Allison Jean, 26-year-old Botham Jean's mother, wondered if the race was a factor when the officer shot and killed his son after returning home in uniform on his nightly shift.
"I did not know that she was white until now.If he was a white man, would he have been different? Would she have reacted differently?" Jean said Friday in images broadcast by KXAS.
The authorities stated that the officer was white, but did not publish his name or other details about him.
Dallas Police Chief U. Renee Hall said on Friday that the officer would be charged with manslaughter. But the WFAA TV channel said on Facebook Saturday that the warrant had not been awarded because the Texas Rangers, who are conducting an independent investigation, asked his department not to wait because they needed more time to examine the shooting.
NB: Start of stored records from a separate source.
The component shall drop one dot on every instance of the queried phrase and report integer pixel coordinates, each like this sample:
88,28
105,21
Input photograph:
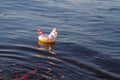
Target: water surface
87,47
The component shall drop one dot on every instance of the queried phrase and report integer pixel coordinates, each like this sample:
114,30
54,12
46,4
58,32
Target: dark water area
87,47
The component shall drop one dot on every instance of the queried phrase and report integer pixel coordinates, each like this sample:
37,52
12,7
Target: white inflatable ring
44,39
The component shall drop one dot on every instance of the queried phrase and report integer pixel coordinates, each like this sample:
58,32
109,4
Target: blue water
87,47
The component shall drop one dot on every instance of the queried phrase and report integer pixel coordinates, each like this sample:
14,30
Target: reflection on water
88,46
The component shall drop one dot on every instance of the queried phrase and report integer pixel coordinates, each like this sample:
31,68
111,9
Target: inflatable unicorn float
47,38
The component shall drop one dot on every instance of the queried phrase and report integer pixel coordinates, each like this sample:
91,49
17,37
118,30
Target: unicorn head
40,31
53,33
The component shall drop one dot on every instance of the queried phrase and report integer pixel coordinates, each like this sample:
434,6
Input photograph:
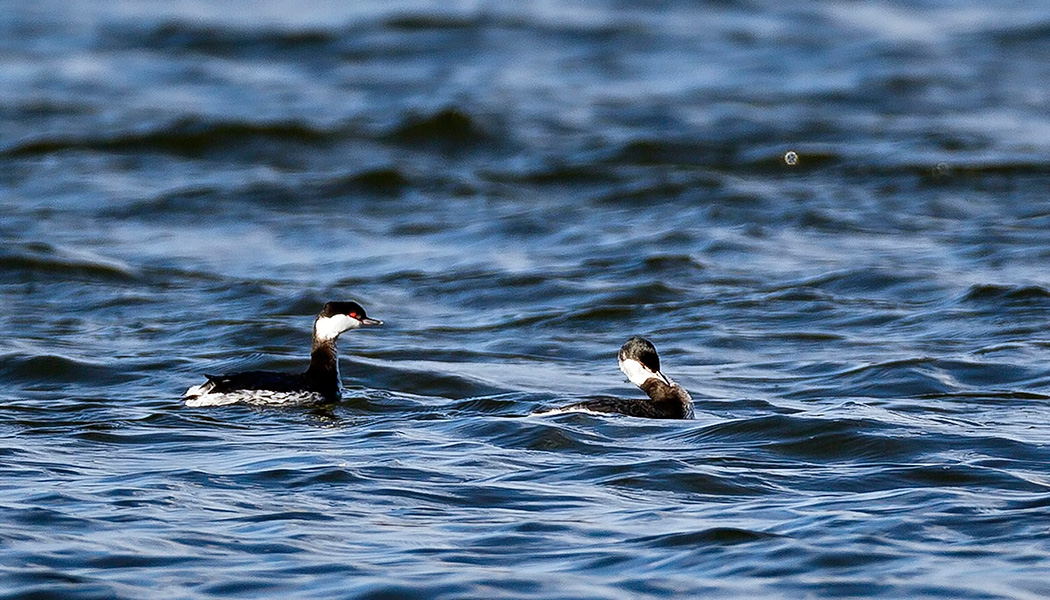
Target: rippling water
516,189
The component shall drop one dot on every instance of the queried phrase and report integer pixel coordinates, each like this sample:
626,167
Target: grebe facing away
318,384
639,361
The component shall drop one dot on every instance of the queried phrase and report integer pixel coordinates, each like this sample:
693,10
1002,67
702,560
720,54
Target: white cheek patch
635,371
330,327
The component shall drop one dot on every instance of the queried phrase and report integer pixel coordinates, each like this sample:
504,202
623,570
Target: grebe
318,384
638,360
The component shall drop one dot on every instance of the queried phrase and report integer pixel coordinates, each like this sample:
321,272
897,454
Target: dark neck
322,375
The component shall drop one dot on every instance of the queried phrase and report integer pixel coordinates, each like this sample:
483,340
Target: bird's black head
642,350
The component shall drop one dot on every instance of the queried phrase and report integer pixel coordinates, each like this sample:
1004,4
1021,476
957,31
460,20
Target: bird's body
639,361
318,384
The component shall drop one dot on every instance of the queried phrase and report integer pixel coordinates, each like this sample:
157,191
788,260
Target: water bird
318,384
639,361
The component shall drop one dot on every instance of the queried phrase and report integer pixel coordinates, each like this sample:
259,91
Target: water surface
515,190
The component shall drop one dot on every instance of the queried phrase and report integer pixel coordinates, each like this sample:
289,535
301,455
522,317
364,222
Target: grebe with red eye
639,361
318,384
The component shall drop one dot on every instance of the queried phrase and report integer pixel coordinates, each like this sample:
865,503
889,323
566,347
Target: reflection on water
832,221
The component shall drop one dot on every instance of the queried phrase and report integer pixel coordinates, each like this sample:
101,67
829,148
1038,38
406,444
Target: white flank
565,410
254,397
330,327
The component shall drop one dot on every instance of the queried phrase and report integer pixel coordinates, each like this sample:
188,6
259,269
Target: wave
30,262
188,137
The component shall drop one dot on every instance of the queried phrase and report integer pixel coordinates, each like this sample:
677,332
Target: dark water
516,188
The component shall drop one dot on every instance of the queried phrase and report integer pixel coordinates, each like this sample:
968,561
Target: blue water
515,189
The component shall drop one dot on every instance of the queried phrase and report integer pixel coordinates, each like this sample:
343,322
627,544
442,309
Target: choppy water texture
516,188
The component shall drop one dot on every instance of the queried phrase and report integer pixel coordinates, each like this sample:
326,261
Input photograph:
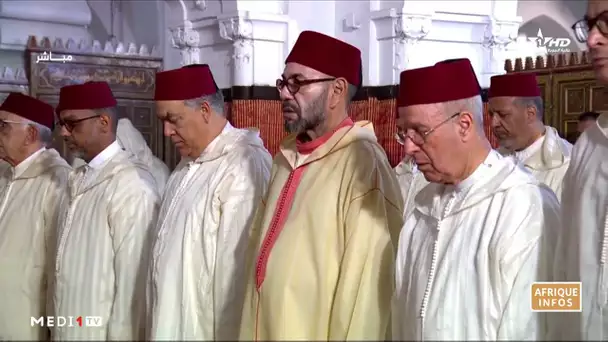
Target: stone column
498,37
398,34
187,41
240,32
259,42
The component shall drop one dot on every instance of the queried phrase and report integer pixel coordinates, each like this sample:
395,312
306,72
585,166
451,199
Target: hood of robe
228,140
554,152
122,161
361,131
500,176
47,160
133,141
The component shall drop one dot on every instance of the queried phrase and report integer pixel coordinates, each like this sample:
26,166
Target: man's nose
284,94
595,38
410,147
64,131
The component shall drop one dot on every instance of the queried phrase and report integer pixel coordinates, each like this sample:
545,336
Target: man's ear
465,125
338,91
205,111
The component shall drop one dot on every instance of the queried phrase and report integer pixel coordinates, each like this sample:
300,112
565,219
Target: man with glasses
322,247
30,192
131,139
197,276
516,110
582,248
104,223
469,252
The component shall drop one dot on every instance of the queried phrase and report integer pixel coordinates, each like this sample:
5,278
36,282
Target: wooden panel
143,116
598,98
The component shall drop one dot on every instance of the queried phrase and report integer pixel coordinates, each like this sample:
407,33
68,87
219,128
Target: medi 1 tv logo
66,321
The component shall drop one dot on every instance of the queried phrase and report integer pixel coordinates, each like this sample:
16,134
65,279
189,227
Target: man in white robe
31,187
582,248
197,276
131,139
103,225
469,252
516,108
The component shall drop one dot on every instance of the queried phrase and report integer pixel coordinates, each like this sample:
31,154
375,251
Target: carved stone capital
236,29
397,33
412,27
500,33
187,41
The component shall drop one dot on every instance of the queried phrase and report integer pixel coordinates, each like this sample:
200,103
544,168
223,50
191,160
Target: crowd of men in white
326,242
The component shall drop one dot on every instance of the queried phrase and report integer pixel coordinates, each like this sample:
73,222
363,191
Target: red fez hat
445,81
29,108
516,85
327,55
185,83
89,95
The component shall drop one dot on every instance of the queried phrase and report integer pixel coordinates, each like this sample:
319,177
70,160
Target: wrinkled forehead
4,115
596,7
423,115
501,102
296,69
75,114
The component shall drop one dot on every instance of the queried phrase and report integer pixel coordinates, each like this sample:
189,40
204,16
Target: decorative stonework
187,41
409,30
84,46
249,32
240,32
397,35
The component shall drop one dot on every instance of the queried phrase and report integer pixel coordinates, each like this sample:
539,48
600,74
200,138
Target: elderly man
197,276
133,141
30,190
469,252
516,108
113,202
322,252
583,243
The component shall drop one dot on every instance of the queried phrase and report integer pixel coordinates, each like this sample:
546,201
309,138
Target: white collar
105,155
21,167
492,158
527,152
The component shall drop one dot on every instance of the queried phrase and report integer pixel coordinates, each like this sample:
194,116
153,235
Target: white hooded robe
468,255
197,279
100,267
582,246
30,195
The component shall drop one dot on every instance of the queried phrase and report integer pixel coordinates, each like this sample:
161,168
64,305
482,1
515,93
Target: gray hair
112,113
535,101
215,101
352,91
472,104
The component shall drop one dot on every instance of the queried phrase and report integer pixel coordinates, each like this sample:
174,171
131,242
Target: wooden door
571,96
142,114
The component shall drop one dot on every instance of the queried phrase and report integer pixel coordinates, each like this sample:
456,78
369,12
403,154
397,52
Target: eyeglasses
419,138
70,124
582,27
4,124
294,85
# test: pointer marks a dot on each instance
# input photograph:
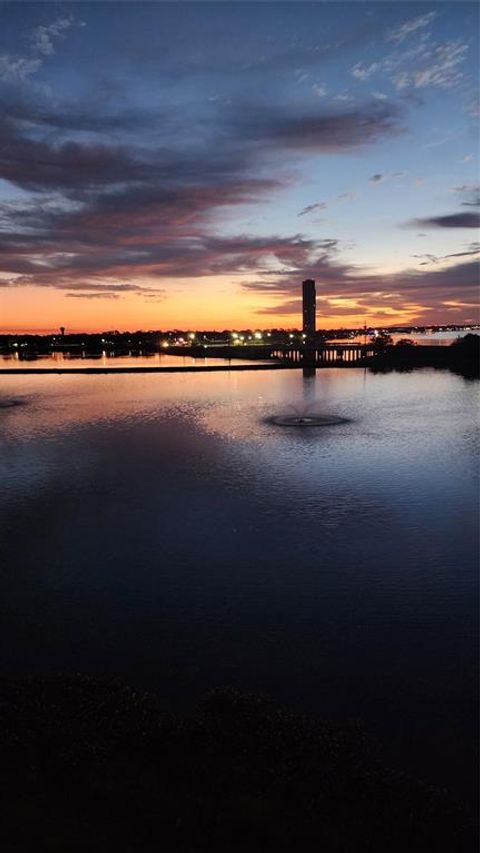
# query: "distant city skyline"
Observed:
(188, 165)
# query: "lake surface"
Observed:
(58, 360)
(159, 528)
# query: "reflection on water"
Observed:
(58, 360)
(159, 528)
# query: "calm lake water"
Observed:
(158, 528)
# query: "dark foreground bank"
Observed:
(88, 764)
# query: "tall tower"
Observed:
(309, 307)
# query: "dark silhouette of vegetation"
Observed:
(88, 764)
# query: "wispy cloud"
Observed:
(400, 33)
(43, 38)
(311, 208)
(450, 220)
(18, 68)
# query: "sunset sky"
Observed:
(187, 164)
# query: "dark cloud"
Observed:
(311, 208)
(452, 220)
(92, 295)
(319, 131)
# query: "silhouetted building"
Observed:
(309, 307)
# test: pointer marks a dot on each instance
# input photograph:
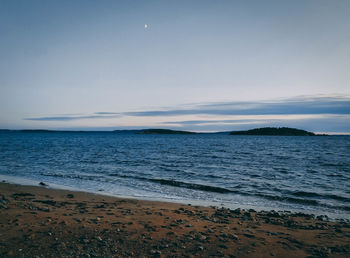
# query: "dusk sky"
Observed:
(187, 65)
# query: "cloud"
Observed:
(303, 105)
(97, 115)
(315, 113)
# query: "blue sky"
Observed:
(199, 65)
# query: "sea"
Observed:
(309, 174)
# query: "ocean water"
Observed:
(307, 174)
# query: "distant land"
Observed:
(278, 131)
(163, 131)
(281, 131)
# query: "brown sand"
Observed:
(41, 222)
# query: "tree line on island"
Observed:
(273, 131)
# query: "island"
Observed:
(281, 131)
(163, 131)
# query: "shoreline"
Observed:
(30, 182)
(40, 221)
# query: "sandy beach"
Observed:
(37, 221)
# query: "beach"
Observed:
(37, 221)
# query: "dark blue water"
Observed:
(309, 174)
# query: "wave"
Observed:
(193, 186)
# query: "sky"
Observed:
(186, 65)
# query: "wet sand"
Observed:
(43, 222)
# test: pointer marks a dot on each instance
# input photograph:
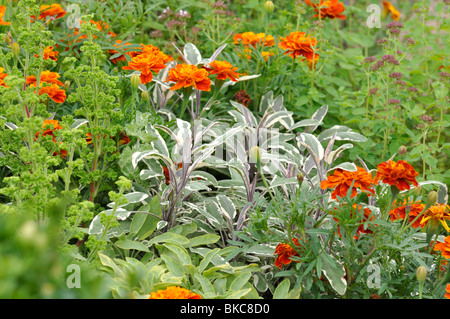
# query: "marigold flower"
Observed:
(54, 92)
(146, 63)
(299, 44)
(55, 11)
(439, 213)
(174, 292)
(414, 210)
(224, 70)
(2, 14)
(285, 252)
(444, 247)
(46, 77)
(188, 75)
(342, 180)
(254, 39)
(49, 54)
(328, 9)
(400, 174)
(2, 77)
(389, 8)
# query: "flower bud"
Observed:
(135, 81)
(432, 197)
(268, 6)
(145, 96)
(255, 154)
(421, 274)
(15, 48)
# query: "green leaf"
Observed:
(282, 290)
(130, 244)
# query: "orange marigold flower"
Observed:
(447, 290)
(389, 8)
(174, 292)
(55, 11)
(414, 210)
(285, 252)
(299, 44)
(54, 92)
(146, 63)
(46, 77)
(444, 247)
(188, 75)
(2, 77)
(49, 54)
(342, 180)
(252, 39)
(224, 70)
(439, 213)
(400, 174)
(328, 9)
(2, 14)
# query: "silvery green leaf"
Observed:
(192, 54)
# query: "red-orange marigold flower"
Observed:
(224, 70)
(188, 75)
(400, 174)
(2, 14)
(146, 63)
(444, 247)
(342, 180)
(389, 8)
(328, 9)
(299, 44)
(415, 210)
(2, 77)
(49, 54)
(174, 292)
(438, 213)
(46, 77)
(55, 11)
(54, 92)
(285, 252)
(254, 39)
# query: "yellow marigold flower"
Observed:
(188, 75)
(174, 292)
(2, 14)
(389, 8)
(224, 70)
(439, 213)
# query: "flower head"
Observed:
(400, 174)
(328, 9)
(342, 180)
(174, 292)
(389, 8)
(224, 70)
(285, 252)
(2, 14)
(444, 247)
(439, 213)
(188, 75)
(299, 44)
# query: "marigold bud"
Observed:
(402, 150)
(432, 197)
(145, 96)
(269, 7)
(15, 48)
(255, 154)
(135, 81)
(421, 273)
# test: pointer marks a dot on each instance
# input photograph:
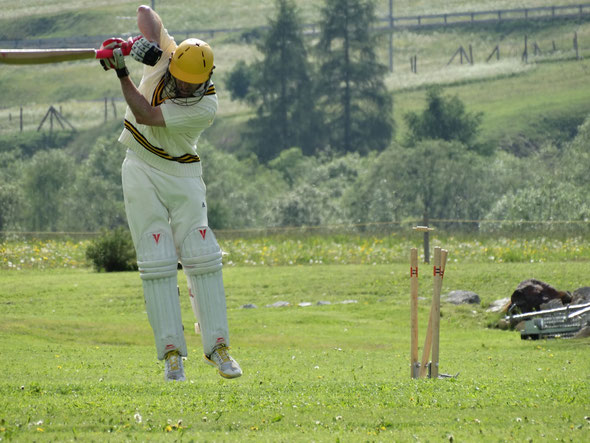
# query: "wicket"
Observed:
(431, 342)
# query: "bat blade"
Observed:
(40, 56)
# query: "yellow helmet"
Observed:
(192, 62)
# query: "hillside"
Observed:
(518, 99)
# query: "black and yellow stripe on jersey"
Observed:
(158, 98)
(140, 138)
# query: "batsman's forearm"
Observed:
(142, 110)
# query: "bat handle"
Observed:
(125, 48)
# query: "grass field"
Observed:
(78, 361)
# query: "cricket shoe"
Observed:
(220, 358)
(174, 369)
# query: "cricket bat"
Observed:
(40, 56)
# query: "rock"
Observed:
(530, 294)
(460, 297)
(581, 296)
(498, 305)
(552, 304)
(279, 304)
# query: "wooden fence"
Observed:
(393, 23)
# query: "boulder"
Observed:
(581, 295)
(498, 305)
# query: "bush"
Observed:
(112, 251)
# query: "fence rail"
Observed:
(454, 18)
(393, 22)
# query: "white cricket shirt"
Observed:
(173, 148)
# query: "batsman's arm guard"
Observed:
(157, 262)
(201, 260)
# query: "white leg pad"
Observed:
(201, 261)
(157, 262)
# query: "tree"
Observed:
(46, 177)
(434, 180)
(352, 94)
(444, 118)
(280, 87)
(94, 200)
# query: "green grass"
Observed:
(78, 360)
(534, 100)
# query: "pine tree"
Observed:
(282, 89)
(352, 94)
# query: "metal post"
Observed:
(390, 35)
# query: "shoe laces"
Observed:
(223, 354)
(174, 361)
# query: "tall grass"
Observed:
(309, 249)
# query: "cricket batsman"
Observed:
(164, 192)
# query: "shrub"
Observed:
(112, 251)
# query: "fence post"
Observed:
(114, 107)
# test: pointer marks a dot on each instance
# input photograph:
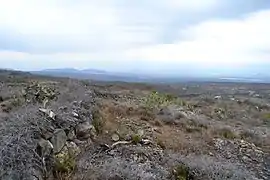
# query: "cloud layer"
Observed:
(133, 35)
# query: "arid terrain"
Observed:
(61, 128)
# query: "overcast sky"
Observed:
(135, 35)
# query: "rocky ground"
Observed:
(57, 128)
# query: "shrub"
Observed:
(136, 138)
(227, 133)
(180, 172)
(156, 99)
(98, 121)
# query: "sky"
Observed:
(142, 36)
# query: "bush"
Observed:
(156, 99)
(136, 138)
(98, 121)
(181, 172)
(227, 133)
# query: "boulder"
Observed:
(73, 148)
(71, 135)
(48, 112)
(85, 130)
(115, 137)
(45, 148)
(58, 140)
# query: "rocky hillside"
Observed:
(57, 128)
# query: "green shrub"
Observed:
(227, 133)
(136, 138)
(181, 172)
(156, 99)
(98, 121)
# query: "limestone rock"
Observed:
(73, 148)
(48, 112)
(85, 130)
(58, 140)
(115, 137)
(71, 135)
(44, 148)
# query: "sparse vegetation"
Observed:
(181, 172)
(156, 100)
(140, 133)
(227, 133)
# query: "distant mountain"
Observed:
(102, 75)
(92, 74)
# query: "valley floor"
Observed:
(59, 128)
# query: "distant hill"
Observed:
(102, 75)
(92, 74)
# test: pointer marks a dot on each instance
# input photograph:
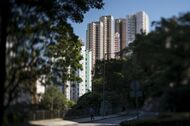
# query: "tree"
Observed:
(53, 99)
(34, 23)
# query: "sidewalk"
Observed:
(61, 122)
(87, 119)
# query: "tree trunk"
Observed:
(4, 15)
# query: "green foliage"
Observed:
(160, 61)
(37, 32)
(53, 99)
(70, 104)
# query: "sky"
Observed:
(121, 8)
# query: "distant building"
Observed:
(120, 27)
(108, 36)
(136, 24)
(78, 89)
(95, 41)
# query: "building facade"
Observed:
(95, 41)
(108, 36)
(78, 89)
(120, 27)
(136, 24)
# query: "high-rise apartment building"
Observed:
(108, 36)
(78, 89)
(95, 40)
(120, 27)
(136, 24)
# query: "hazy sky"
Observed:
(120, 8)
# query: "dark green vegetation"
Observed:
(36, 39)
(164, 119)
(54, 100)
(160, 61)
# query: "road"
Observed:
(114, 121)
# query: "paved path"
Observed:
(111, 120)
"The ball is in their court," said Hall. She acknowledged that many questions remained about the shooting and asked the public to give the investigators enough time to get the answers.
Two women living on the second floor, near where the shooting took place, said they heard a lot of noise late Thursday. Caitlin Simpson, 20, told the Dallas Morning News.
Yazmine Hernandez, 20, was studying with Simpson when they heard the commotion. "We heard cops screaming, but we had no idea what was going on," Hernandez said.
The Department of Public Safety, which oversees the Texas Rangers, did not immediately respond to a Saturday phone message requesting a comment. Hall said Friday that the agent's blood had been collected for drug and alcohol testing and she acknowledged that there were still a lot of questions about the events that had leads to the death of John.
Allison Jean, who has held government posts in St. Lucia, where she lives and where her son grew up, said that her son's death "is a nightmare".
The island's government issued a statement on Friday in which it expressed its "shock" to the killing and offered its condolences to the Jean family. He said officials from his embassy in the United States would provide assistance to the family.
Botham Jean studied at Harding University in Arkansas and, after graduating in 2016, he lived and worked in Dallas in the PwC accounting and consulting firm. The private school said Friday that he often ran the campus worship services while he was a student.